The essential focus of the collection is on artists' books and the broader topics of the Book Arts: letterpress printing, fine binding, handpapermaking and paper decoration.

(Click here for digital exhibition)

Sequence, image and story are the key elements of what makes a graphic novel a graphic novel, and this idea of sequence, image, story is the basis for our new exhibition, GRAPHIX, a survey of contemporary graphic novels (and some historic ones, too).

Artist Will Eisner popularized the name “graphic novel” in describing his seminal 1978 book A Contract with God. By then, Eisner had been a popular comic book artist for decades. What Eisner was perhaps trying to convey with this new term is that Contract was somehow more than a comic book. Its stories were not the stuff of typical comic books.

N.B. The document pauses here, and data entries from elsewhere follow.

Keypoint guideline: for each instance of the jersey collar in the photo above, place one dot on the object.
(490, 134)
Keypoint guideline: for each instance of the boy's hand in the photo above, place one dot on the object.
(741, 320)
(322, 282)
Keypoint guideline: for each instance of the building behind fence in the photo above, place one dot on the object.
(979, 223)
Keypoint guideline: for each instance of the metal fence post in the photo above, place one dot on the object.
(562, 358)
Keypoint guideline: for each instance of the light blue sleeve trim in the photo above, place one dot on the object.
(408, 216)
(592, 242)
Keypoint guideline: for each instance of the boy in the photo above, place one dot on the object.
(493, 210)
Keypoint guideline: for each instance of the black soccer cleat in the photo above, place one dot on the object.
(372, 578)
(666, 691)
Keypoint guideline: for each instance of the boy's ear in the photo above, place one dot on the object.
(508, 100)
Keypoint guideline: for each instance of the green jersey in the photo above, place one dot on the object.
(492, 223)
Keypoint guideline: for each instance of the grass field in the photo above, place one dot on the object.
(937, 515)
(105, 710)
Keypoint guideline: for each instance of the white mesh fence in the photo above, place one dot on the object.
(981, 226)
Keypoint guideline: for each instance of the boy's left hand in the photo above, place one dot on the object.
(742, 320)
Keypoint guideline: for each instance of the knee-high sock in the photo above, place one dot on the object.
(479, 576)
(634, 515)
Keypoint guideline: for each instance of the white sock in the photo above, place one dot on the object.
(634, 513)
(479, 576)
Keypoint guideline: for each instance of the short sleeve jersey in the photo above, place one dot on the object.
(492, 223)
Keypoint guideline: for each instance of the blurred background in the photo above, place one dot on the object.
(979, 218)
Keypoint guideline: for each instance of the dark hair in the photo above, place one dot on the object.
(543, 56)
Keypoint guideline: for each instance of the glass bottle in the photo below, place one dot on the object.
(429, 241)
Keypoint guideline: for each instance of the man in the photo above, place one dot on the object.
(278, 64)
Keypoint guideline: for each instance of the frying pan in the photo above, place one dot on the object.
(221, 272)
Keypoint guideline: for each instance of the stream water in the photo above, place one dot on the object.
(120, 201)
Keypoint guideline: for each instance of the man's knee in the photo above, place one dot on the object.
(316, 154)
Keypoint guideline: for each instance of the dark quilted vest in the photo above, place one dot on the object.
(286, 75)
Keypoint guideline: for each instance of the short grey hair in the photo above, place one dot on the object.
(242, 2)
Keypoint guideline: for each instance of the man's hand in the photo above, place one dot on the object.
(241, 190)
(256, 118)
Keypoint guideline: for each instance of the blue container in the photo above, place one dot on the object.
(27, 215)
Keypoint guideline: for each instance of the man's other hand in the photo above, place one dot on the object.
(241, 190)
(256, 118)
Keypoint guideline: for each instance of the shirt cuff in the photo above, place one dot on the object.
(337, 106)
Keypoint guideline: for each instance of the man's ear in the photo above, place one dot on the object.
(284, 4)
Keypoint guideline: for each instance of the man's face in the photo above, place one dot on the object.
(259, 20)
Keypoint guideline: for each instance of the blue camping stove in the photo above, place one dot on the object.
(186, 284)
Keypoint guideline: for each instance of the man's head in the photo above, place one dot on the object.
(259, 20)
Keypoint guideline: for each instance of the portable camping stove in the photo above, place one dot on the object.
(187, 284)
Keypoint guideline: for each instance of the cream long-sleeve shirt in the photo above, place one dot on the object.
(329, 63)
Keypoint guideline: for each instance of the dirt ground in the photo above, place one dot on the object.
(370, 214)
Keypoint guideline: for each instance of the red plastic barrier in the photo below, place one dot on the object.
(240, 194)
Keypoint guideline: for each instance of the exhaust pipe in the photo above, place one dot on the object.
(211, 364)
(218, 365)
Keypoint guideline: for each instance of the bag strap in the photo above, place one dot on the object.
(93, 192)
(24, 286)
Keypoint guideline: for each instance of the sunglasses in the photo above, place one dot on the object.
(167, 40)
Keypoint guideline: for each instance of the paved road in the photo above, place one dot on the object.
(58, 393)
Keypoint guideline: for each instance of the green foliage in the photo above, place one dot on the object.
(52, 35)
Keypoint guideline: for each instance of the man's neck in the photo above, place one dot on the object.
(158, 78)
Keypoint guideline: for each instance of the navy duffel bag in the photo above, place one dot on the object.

The term itself is thought to have been coined by Richard Kyle, a comics critic, in 1964, but it’s rather impossible to name the first graphic novel. It’s a genre that developed over time, a genre rooted, of course, in comics. Think of comics and immediately superheroes come to mind, and certainly superheroes come up often in graphic novels. But underground comics, known as comix, began to play into the genre, too. Artists like Robert Crumb led a movement in the 1960s that created an alternative to comics culture (in other words, an alternative to superheroes), and this, too, has had a huge impact on the development of the graphic novel.

An amazing thing happened in 1986, when not just one or two but three graphic novels exploded onto bestseller lists: The Dark Knight Returns by Frank Miller and Watchmen by Dave Gibbons & Alan Moore, both of which came out of the superhero tradition, and, of course, Maus by Art Spiegelman, perhaps the most famous graphic novel to date. This unprecedented triple play led to media coverage and an air of respectability, giving the graphic novel a prominent place in bookstores. That popularity continues to grow today.

Jonas McCaffery, JCBA Student Assistant and curator of the GRAPHIX exhibition, is a long-time fan of the format. "My goal with the exhibition is to broaden the viewer's mind on the narrative power of the graphic novel," says McCaffery, " and also to show how the graphic novel is much more than one sort of structure or story." In fact, the exhibition discusses graphic novels in terms of the genre's many categories: adventure, crime mystery, fantasy, fiction and nonfiction, horror, humor, science fiction, war, and, of course, super heroes.

Though most of the pieces on exhibit are contemporary, some are reprints of older works (one entire case is filled with the work of Winsor McCay, whose Little Nemo in Slumberland began its publication run in the New York Herald in 1906). The oldest original work in the exhibition is by American artist Lynd Ward: his original 1929 novel in pictures Gods' Man is on display in the Main Lobby of the library. "Ward has had a strong influence on graphic novels, especially on artists like Eric Drooker and Shawn Tan," says McCaffery. "Even before graphic novels were around, Lynd Ward was making them."

One of the curator's favorites in the exhibition is the 2007 graphic novel Signal to Noise, written by Neil Gaiman and illustrated by Dave McKean, in which a filmmaker who is diagnosed with terminal cancer debates whether or not to write his last screenplay. "It's a strong case for how the graphic novel works stories in a way that a regular book or a piece of art can't. We can visually see what the main character is thinking, rather than just reading a description of his thoughts. It's kind of like a movie, and the artwork in the book sometimes seems like it's breaking down... much like the main character's life, and his drive and spirit."

One general misconception about graphic novels is that they are merely stories that are told in words and pictures. But it's not just about a narrative told in pictures. "It's that sequence that really moves the narrative forward," says McCaffery. "And that's really what this exhibition is about. If you took a panel out of any of these books, it's something less than it was intended to be. It's the sequencing that really makes a graphic novel a graphic novel." Oddly enough, the same could be said of any movie: Look at any one still from the film and it is simply a picture. Show them in rapid sequence, though, and suddenly the images are transformed into something larger.